I'm trying to reproduce the RMA preprocessing algorithm. In the summarization step, normalized expression values of individual probes are combined together to get the overall expression values of the genes they represent.
My first step would be to take from the matrix containing individual probes (that results from the normalization step) all submatrices, where each submatrix contains a probe set relating to one common gene. Is there a specific package that I can use in order to produce these submatrices?

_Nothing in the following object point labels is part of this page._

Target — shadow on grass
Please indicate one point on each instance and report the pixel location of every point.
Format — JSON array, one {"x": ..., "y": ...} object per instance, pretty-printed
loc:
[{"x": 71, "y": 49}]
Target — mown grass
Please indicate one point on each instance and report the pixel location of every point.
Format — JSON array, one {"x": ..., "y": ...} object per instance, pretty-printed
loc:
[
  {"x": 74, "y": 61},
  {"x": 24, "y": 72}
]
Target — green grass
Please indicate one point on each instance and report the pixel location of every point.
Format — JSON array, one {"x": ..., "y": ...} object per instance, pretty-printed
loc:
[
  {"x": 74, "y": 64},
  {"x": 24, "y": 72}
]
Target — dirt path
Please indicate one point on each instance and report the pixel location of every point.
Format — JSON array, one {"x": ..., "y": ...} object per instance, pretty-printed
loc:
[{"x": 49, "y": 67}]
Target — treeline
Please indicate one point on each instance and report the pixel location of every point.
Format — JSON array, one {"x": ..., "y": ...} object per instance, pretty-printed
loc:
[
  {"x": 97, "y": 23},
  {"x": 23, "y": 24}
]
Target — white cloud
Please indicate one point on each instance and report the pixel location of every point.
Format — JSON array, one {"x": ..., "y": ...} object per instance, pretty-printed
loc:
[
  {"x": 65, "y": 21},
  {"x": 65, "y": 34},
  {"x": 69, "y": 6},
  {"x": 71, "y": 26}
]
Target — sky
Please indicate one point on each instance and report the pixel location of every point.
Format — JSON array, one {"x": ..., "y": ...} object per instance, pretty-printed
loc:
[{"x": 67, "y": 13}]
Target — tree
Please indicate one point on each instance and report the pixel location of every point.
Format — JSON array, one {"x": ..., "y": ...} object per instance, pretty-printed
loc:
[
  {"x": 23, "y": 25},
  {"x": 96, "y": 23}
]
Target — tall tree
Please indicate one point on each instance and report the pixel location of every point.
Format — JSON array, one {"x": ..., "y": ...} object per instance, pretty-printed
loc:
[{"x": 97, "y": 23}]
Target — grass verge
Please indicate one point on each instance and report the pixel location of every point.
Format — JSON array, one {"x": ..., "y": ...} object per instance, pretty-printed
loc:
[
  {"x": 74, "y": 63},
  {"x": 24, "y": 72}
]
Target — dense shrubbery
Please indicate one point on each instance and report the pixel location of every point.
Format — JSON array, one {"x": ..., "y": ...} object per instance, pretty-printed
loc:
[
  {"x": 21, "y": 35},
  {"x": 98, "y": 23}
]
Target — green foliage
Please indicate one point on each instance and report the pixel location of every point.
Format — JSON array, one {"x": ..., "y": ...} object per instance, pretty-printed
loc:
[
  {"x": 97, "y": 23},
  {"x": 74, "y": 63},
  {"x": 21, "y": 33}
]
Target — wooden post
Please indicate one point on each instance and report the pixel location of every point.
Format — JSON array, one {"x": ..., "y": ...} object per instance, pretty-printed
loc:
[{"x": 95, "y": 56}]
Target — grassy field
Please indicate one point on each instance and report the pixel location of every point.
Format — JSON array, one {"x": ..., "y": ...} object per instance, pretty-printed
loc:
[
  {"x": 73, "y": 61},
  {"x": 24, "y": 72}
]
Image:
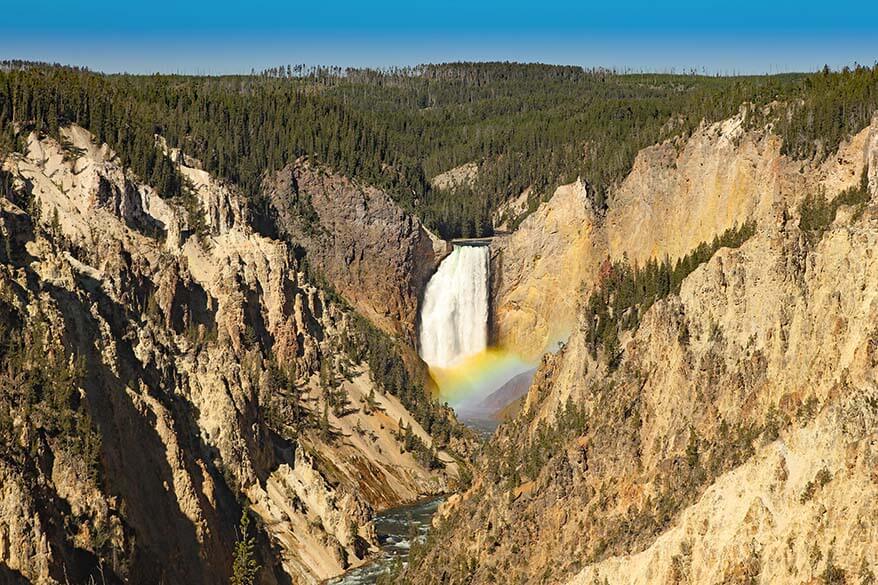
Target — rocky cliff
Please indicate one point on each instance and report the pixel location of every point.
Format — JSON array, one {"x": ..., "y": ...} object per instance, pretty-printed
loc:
[
  {"x": 165, "y": 367},
  {"x": 731, "y": 439},
  {"x": 373, "y": 253},
  {"x": 678, "y": 194}
]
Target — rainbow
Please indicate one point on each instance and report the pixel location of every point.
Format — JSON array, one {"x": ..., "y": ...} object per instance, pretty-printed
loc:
[{"x": 477, "y": 376}]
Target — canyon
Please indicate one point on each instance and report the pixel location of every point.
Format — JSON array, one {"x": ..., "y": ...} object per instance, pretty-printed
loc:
[
  {"x": 210, "y": 361},
  {"x": 208, "y": 367}
]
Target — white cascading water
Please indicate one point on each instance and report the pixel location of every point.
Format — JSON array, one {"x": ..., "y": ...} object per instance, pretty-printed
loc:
[{"x": 454, "y": 315}]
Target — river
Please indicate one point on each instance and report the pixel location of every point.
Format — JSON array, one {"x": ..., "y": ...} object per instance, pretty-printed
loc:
[{"x": 394, "y": 528}]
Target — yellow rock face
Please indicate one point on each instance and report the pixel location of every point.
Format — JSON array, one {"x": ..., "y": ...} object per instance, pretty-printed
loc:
[{"x": 677, "y": 196}]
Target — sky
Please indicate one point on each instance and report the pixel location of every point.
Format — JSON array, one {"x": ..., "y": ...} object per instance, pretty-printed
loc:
[{"x": 222, "y": 36}]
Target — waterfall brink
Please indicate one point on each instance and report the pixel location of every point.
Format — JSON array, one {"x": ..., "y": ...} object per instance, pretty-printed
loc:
[{"x": 454, "y": 316}]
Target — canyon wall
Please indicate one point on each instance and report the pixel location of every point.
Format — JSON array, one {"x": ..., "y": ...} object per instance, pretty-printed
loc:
[
  {"x": 373, "y": 253},
  {"x": 732, "y": 438},
  {"x": 196, "y": 372},
  {"x": 678, "y": 194}
]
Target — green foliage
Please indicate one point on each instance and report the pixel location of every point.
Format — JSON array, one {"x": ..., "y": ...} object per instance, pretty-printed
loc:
[
  {"x": 829, "y": 108},
  {"x": 410, "y": 442},
  {"x": 625, "y": 294},
  {"x": 39, "y": 385},
  {"x": 822, "y": 478},
  {"x": 525, "y": 125},
  {"x": 244, "y": 566},
  {"x": 816, "y": 214},
  {"x": 389, "y": 373},
  {"x": 525, "y": 461}
]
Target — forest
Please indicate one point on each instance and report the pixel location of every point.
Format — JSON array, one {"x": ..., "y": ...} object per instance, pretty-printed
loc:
[{"x": 524, "y": 125}]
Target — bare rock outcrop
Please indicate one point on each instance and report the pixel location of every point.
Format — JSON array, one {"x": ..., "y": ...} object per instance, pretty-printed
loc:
[
  {"x": 199, "y": 376},
  {"x": 679, "y": 194},
  {"x": 373, "y": 253},
  {"x": 731, "y": 439}
]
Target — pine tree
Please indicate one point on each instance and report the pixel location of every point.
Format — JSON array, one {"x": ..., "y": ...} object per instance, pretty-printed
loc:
[{"x": 244, "y": 567}]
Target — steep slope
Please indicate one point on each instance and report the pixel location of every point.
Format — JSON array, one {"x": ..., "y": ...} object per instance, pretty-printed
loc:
[
  {"x": 731, "y": 440},
  {"x": 165, "y": 367},
  {"x": 373, "y": 253},
  {"x": 679, "y": 194}
]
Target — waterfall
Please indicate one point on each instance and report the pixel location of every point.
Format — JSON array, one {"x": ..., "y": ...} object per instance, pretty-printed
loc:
[{"x": 454, "y": 315}]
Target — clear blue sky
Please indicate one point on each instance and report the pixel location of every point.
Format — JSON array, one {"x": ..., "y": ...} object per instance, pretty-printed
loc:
[{"x": 224, "y": 36}]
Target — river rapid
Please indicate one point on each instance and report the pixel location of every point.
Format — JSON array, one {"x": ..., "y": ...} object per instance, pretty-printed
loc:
[{"x": 395, "y": 528}]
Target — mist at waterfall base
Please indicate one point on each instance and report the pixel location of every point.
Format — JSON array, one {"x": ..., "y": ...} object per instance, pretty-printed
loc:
[{"x": 454, "y": 333}]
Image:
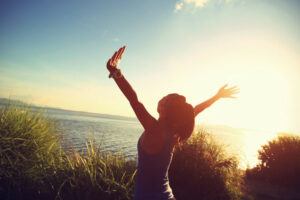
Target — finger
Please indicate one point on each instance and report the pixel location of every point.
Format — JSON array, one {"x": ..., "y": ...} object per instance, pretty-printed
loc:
[
  {"x": 120, "y": 52},
  {"x": 113, "y": 58},
  {"x": 233, "y": 87},
  {"x": 234, "y": 90}
]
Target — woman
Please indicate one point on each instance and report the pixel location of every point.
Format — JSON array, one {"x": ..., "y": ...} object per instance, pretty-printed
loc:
[{"x": 156, "y": 144}]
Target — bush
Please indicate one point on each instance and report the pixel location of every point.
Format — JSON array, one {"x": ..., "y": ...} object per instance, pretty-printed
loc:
[
  {"x": 201, "y": 170},
  {"x": 279, "y": 162},
  {"x": 34, "y": 166}
]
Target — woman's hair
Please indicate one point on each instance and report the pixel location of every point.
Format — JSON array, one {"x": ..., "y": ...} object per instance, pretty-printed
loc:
[{"x": 179, "y": 115}]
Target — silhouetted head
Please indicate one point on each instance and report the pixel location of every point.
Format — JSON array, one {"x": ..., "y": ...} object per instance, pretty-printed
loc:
[{"x": 177, "y": 115}]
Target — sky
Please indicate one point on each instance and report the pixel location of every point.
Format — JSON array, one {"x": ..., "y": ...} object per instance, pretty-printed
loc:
[{"x": 53, "y": 53}]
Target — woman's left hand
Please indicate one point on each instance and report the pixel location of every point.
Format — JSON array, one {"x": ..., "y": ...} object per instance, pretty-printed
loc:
[
  {"x": 227, "y": 92},
  {"x": 114, "y": 60}
]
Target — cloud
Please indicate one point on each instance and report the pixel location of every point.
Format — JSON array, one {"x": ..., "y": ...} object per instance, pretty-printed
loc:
[{"x": 180, "y": 5}]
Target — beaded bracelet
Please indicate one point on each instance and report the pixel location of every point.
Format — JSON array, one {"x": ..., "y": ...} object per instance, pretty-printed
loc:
[{"x": 115, "y": 74}]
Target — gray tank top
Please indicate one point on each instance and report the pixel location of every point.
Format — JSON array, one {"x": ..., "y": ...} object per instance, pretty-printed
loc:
[{"x": 152, "y": 182}]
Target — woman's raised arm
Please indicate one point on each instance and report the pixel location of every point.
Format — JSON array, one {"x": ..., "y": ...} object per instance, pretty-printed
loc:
[
  {"x": 142, "y": 114},
  {"x": 223, "y": 92}
]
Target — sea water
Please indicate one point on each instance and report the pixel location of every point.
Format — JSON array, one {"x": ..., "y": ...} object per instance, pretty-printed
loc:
[{"x": 121, "y": 135}]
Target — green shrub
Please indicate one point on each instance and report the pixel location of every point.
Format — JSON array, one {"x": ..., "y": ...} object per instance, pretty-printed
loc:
[
  {"x": 279, "y": 162},
  {"x": 34, "y": 166},
  {"x": 201, "y": 170}
]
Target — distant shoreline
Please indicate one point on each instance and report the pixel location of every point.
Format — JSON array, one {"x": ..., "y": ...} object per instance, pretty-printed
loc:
[{"x": 52, "y": 110}]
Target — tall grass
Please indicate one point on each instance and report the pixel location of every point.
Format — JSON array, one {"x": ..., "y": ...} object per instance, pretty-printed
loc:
[
  {"x": 34, "y": 166},
  {"x": 202, "y": 170}
]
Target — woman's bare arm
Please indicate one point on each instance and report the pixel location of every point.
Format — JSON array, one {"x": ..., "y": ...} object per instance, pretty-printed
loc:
[
  {"x": 223, "y": 92},
  {"x": 142, "y": 114}
]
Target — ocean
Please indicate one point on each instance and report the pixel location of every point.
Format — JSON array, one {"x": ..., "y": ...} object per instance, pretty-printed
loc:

For reference, I'm working on the following workflow An end to end workflow for differential gene expression using Affymetrix microarrays. So basically I'm trying to reproduce all what is done in this line of code palmieri_eset_norm <- oligo::rma(raw_data, target = "core")
(Step 9).
Thank you for you reply.
What I meant is that I want to take from the big matrix containing the normalized expression values of all probes, all possible k submatrices (k= number of genes represented by the chip) where each submatrix contains all probes relating to one same gene. By "probeset" I meant the set of probes related to the same gene. AT this point I want to summarize on the gene level, not the exon level.
So basically I have the following steps in mind for the summarization stage: 1. Create the k submatrices 2. Apply the Median Polish method on each submatrix to estimate the corresponding gene expression values in each microarray 3. Combine the gene expression values in a bigger matrix, which would be the final output
I apologize if I'm mixing up the terms or if I'm not being very clear; I still don't have a deep understanding of the subject.
I see, but, why not use the standard RMA approach and then summarise to gene (if needed) after RMA?; or just follow the tutorial to which you linked?
In Part 8 ( https://www.bioconductor.org/packages/devel/workflows/vignettes/maEndToEnd/inst/doc/MA-Workflow.html#8_relative_log_expression_data_quality_analysis ), they perform background correction and log2 transformation, but not quantile normalisation, it seems, after which they plot the medians in an attempt (I suppose) to show how median summarisation functions.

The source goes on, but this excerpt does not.